Filtering and analysis by attack class, tier, or other configuration parameters (such as backbone model or detection threshold).

There is no reference implementation ("benchmark runner"), but this evaluation pipeline is directly specified (Wang et al., 28 Aug 2025).

6. Context Within the Prompt Security Ecosystem

PromptSleuth-Bench is positioned as a superset of DataSentinel-Bench and AgentDojo, covering both single-task and complex, multi-task attack modalities. Its introduction aligns with parallel lines of research investigating prompt injection, prompt extraction, and prompt sensitivity in LLMs (Wang et al., 2024, Razavi et al., 9 Feb 2025, Polo et al., 2024). Unlike extraction-focused benchmarks (Raccoon) or sensitivity studies (PromptSET), PromptSleuth-Bench is squarely focused on the detection of semantic and structural manipulations that subvert model intent, particularly in the presence of evolving, multi-intent adversaries.

Notably, PromptSleuth-Bench reveals the inadequacy of surface or template-based defenses, particularly as adversaries deploy obfuscation, splitting, or intent-camouflaged strategies.
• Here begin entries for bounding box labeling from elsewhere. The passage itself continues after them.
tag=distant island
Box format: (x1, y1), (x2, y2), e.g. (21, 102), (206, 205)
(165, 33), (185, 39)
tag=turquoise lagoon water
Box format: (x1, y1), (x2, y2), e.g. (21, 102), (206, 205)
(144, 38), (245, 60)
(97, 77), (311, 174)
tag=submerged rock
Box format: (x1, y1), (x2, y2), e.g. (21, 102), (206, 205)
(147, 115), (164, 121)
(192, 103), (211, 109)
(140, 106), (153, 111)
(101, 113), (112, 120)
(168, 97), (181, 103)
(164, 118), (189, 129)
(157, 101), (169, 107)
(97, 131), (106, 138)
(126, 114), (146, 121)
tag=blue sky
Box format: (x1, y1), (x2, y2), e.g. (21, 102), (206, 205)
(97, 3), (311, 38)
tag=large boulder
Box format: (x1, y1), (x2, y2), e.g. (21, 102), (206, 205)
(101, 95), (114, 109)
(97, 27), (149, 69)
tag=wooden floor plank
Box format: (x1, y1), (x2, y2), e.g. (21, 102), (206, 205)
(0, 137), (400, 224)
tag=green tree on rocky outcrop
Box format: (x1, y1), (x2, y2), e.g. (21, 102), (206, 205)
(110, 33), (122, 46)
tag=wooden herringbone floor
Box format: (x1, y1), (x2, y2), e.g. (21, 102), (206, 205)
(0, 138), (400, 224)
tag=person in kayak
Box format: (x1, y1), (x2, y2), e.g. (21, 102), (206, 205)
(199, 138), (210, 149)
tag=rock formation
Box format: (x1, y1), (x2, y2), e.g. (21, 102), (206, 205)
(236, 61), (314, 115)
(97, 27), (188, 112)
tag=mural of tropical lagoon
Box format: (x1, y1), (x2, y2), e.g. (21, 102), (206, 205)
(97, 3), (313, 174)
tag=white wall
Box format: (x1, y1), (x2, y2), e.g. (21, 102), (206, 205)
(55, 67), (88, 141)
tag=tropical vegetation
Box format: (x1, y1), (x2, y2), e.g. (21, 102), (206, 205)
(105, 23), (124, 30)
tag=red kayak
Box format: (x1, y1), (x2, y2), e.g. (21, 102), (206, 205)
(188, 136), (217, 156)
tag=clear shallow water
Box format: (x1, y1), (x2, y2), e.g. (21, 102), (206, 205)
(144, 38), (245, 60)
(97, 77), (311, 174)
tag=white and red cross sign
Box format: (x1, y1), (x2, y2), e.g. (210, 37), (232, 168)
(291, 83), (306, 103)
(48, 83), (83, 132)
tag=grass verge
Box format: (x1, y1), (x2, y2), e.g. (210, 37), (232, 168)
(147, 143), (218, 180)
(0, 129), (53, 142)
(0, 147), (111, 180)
The benchmark’s coverage and difficulty spectrum are critical for driving advances in intent-discriminative defenses and semantic reasoning models (Wang et al., 28 Aug 2025).

7. Significance and Perspectives

PromptSleuth-Bench represents a systematic, unified methodology for evaluating prompt injection resilience. By extending the benchmark to multi-task, context-camouflaged, and behaviorally manipulative attack patterns, it enables comprehensive stress-testing and future-proofs the evaluation of LLM-centric security mechanisms.

A plausible implication is that benchmarks of this type will catalyze the development of new classes of intent-invariant and semantically-aware defense algorithms, as well as meta-evaluation methodologies capable of dynamic threat surface extension. Future work may focus on further extending PromptSleuth-Bench with generative adversarial attacks, multi-turn dialogue injection, and integration with real-time, production LLM systems (Wang et al., 28 Aug 2025).